Professor (b. 1943, d. 2017)

Hussein Mohammed Adam "Tanzania" (Xuseen Maxamed Aadan "Tansaaniya") was a Somali professor, originally from hargeisa, Somaliland, but born and raised in Arusha, Tanzania. He graduated in 1966 with his undergraduate degree from Princeton University. He gained his PhD in political science from Harvard University and a master's degree from Makerere University with his book "A Nation in Search of a Script".

In addition to being a professor, he was a journalist and documentary maker.

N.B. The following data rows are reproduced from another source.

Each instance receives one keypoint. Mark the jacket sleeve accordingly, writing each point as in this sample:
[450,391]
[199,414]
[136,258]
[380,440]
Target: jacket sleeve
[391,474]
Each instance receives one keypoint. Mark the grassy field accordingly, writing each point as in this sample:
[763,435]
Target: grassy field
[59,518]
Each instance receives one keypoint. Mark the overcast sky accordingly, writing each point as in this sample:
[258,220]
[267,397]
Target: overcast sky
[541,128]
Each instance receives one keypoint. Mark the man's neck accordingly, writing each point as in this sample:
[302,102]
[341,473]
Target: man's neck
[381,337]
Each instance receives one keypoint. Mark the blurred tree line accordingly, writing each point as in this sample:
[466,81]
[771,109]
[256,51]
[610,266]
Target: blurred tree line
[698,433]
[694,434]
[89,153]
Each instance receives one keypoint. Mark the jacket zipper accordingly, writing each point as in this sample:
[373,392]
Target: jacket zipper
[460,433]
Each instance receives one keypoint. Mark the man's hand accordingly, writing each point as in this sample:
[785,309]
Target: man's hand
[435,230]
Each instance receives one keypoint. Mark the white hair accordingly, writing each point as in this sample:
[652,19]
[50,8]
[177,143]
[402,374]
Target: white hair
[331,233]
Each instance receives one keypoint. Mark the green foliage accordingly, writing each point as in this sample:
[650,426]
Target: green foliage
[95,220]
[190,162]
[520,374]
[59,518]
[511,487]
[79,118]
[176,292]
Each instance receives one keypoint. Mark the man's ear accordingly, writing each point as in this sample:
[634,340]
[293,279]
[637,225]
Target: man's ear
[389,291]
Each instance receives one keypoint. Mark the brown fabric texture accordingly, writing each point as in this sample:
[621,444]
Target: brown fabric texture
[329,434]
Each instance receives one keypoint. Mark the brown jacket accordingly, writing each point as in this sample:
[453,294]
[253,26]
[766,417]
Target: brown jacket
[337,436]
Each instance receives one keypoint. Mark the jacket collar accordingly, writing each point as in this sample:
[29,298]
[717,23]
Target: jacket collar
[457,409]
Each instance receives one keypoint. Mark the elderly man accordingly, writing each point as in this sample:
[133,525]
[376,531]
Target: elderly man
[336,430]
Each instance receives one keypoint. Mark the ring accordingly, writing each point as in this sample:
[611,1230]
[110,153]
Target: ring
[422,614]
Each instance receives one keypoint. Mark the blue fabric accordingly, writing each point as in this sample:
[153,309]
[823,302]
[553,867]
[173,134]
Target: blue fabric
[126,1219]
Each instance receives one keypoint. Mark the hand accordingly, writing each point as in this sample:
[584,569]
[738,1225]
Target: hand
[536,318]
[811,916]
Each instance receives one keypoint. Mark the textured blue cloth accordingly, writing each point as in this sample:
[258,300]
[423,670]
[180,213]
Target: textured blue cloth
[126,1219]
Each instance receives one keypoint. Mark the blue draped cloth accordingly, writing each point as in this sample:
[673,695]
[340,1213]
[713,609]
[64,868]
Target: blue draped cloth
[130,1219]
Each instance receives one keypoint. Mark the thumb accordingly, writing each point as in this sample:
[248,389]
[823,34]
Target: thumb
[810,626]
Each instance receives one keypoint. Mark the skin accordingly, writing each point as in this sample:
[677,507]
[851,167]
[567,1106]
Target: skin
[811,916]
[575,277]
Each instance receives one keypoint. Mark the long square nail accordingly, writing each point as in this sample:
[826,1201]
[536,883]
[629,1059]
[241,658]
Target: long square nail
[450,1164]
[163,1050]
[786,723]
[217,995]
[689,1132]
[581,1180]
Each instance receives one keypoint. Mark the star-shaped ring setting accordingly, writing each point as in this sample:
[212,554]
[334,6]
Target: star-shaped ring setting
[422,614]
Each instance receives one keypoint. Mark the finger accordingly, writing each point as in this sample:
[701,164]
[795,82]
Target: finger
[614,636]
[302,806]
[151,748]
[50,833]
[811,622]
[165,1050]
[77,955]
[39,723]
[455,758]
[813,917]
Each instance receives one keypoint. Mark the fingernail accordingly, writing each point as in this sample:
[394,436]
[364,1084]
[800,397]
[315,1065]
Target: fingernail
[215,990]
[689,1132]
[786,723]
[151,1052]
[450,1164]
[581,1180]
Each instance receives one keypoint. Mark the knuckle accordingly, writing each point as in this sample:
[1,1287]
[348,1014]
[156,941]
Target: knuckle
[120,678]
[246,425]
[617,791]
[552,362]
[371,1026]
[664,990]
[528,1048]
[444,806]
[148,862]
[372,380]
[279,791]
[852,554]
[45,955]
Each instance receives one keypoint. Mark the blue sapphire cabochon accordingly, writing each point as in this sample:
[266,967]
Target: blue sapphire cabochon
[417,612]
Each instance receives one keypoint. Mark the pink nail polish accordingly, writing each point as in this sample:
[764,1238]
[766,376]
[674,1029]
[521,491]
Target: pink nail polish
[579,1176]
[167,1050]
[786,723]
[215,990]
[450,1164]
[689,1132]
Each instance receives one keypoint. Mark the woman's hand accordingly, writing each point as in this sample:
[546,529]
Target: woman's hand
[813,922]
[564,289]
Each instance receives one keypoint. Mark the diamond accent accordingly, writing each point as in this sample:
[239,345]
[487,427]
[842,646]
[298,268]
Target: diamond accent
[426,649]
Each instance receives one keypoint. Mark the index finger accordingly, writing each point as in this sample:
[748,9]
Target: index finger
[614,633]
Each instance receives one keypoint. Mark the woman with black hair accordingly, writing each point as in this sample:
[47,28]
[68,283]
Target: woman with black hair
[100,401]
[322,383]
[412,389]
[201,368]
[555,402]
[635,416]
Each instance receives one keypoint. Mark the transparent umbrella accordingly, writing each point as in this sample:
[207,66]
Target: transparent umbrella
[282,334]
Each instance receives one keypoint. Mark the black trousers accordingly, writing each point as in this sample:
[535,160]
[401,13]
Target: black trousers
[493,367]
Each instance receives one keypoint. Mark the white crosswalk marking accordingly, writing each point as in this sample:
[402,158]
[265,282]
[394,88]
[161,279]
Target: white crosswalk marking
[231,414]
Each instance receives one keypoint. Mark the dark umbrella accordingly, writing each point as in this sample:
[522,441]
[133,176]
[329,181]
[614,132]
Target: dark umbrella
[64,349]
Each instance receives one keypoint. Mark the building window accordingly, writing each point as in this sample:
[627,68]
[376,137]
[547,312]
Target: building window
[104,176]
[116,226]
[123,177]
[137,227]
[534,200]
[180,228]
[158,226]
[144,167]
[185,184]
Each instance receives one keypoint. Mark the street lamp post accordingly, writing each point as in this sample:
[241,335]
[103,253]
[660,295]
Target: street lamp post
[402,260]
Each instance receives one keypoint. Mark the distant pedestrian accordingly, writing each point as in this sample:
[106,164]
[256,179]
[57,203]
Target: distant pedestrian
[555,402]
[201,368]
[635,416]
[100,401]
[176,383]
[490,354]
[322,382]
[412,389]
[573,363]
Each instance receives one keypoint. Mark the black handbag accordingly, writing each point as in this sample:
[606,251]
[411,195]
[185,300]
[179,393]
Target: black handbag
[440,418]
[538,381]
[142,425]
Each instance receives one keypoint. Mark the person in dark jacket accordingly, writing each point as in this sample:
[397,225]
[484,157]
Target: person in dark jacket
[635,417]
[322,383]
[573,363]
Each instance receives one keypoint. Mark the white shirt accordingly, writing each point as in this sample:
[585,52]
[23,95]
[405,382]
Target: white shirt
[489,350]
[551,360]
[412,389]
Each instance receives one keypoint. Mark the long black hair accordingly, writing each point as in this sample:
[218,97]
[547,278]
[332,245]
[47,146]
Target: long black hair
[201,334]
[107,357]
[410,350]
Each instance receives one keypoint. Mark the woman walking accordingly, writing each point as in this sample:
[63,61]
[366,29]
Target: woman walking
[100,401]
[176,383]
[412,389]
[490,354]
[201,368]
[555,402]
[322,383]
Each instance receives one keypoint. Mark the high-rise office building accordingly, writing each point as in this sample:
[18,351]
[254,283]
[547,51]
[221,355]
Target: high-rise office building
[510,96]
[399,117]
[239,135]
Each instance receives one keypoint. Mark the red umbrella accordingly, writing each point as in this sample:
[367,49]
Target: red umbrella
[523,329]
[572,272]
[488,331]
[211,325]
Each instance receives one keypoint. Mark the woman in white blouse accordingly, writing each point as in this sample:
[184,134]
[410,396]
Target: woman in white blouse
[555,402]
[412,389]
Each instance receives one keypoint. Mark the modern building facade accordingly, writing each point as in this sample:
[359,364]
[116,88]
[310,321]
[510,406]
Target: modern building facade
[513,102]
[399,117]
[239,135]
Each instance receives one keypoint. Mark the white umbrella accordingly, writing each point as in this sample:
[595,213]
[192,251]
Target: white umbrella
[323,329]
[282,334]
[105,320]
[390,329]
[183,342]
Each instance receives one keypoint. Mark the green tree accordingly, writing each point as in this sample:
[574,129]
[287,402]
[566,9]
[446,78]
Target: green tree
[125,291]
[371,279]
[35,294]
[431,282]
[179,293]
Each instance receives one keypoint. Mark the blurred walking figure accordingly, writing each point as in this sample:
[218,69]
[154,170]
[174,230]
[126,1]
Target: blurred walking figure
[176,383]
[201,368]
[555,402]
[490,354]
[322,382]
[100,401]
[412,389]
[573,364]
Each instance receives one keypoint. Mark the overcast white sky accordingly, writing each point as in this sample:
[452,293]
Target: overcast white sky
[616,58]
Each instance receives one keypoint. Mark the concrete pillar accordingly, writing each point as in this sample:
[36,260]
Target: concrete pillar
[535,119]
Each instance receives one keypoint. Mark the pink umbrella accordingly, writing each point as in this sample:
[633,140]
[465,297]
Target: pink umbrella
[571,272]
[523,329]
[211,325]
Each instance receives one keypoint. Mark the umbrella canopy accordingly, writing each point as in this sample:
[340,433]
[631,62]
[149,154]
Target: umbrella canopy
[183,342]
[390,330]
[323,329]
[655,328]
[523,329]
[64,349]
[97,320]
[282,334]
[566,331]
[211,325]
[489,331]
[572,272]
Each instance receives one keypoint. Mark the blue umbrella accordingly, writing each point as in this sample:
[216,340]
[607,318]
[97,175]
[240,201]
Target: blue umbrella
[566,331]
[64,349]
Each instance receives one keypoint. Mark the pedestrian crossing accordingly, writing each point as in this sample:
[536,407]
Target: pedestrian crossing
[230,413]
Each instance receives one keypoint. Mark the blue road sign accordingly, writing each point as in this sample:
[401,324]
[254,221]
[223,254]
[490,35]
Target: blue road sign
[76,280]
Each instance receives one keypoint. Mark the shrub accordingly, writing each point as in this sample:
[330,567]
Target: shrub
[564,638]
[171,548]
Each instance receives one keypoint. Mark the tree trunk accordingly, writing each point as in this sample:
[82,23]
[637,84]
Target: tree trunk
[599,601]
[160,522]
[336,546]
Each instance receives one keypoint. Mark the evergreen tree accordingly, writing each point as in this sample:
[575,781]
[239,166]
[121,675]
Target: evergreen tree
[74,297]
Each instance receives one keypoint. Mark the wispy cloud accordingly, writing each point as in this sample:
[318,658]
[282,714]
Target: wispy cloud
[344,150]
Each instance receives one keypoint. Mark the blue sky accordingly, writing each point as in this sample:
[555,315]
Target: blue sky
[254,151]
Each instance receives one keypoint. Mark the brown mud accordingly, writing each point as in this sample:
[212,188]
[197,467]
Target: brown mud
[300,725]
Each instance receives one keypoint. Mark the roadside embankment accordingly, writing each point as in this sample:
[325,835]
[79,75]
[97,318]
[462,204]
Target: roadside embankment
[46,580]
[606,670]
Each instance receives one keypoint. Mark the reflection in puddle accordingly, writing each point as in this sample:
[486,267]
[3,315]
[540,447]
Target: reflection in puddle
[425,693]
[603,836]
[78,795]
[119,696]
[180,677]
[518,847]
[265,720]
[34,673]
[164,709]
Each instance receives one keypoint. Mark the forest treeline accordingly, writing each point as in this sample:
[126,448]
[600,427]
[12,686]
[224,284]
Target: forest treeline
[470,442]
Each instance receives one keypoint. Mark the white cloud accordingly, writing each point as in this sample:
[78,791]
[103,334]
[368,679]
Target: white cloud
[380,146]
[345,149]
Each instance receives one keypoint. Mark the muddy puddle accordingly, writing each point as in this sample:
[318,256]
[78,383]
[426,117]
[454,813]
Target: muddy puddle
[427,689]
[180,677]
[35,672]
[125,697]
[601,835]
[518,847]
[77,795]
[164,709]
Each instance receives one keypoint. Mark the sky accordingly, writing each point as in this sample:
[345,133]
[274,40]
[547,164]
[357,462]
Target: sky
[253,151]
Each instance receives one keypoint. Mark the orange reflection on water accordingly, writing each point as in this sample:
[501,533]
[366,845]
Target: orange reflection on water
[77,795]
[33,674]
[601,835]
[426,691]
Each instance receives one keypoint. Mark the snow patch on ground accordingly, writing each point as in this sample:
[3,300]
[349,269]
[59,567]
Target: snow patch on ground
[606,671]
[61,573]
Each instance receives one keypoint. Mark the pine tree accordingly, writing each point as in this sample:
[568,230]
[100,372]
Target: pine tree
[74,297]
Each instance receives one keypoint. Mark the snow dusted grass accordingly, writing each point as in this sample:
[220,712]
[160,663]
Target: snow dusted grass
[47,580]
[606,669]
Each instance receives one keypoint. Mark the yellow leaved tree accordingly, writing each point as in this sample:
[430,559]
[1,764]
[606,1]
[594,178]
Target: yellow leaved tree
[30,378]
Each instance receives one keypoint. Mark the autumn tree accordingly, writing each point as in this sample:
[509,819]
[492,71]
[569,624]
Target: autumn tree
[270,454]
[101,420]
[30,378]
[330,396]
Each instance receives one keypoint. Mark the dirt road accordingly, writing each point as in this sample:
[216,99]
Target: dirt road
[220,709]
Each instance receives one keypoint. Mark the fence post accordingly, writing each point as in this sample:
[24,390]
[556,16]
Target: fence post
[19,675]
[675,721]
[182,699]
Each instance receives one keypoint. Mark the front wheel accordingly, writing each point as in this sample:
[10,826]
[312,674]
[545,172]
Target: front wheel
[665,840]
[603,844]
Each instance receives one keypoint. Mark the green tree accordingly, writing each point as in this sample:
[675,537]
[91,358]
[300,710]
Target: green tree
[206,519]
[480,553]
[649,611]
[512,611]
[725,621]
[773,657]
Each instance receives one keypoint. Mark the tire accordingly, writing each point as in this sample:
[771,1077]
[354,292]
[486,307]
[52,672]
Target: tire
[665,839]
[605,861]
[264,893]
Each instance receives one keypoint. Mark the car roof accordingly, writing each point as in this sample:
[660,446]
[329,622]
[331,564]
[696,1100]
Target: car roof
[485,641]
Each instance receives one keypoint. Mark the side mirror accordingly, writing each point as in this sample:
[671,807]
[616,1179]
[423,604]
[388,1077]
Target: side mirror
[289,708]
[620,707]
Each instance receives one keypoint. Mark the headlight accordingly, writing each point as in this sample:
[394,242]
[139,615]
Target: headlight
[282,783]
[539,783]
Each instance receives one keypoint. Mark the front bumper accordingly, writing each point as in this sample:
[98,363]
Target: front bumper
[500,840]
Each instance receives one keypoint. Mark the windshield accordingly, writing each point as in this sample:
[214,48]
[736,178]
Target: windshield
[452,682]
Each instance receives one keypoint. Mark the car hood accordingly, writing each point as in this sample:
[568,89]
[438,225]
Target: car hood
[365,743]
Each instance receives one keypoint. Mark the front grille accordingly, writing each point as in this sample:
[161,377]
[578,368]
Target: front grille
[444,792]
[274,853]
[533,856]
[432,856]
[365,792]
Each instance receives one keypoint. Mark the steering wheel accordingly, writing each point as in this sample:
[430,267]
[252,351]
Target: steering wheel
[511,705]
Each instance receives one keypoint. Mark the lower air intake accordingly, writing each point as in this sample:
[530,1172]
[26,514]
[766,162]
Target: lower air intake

His most acclaimed documentary, "Limits to Submission," was about the consequences of the Ogaden War in 1977.

== Academic background and publications==
Adam was a professor of political science at the College of the Holy Cross in the United States of America, specializing in comparative politics with a focus on the Horn of Africa. In the early 1970s, he served as the head of the Center of African Studies at Brandeis University. He was the founder and president of the Somali Studies International Association (SSIA) and was the founding director of the Somali Unit for Research on Emergency and Rural Development (SURERD), an indigenous NGO in Mogadishu (1981–87). Adam was a member of the African Studies Association, the World Bank Council of African Advisors, and the African Association of Political Science. He was the recipient of the Hewlett Mellon Award at Harvard University, W. E. B. DuBois fellowship, De Witt Clinton Poole Memorial Prize, Rockefeller fellowship, and the African Development Foundation fellowship. His work was published in African Affairs, Review of African Political Economy, Journal of Islamic Studies (Oxford University Press), and Peace Review.

== Death==
Adam died on 14 January 2017 in Boston, Massachusetts, United States.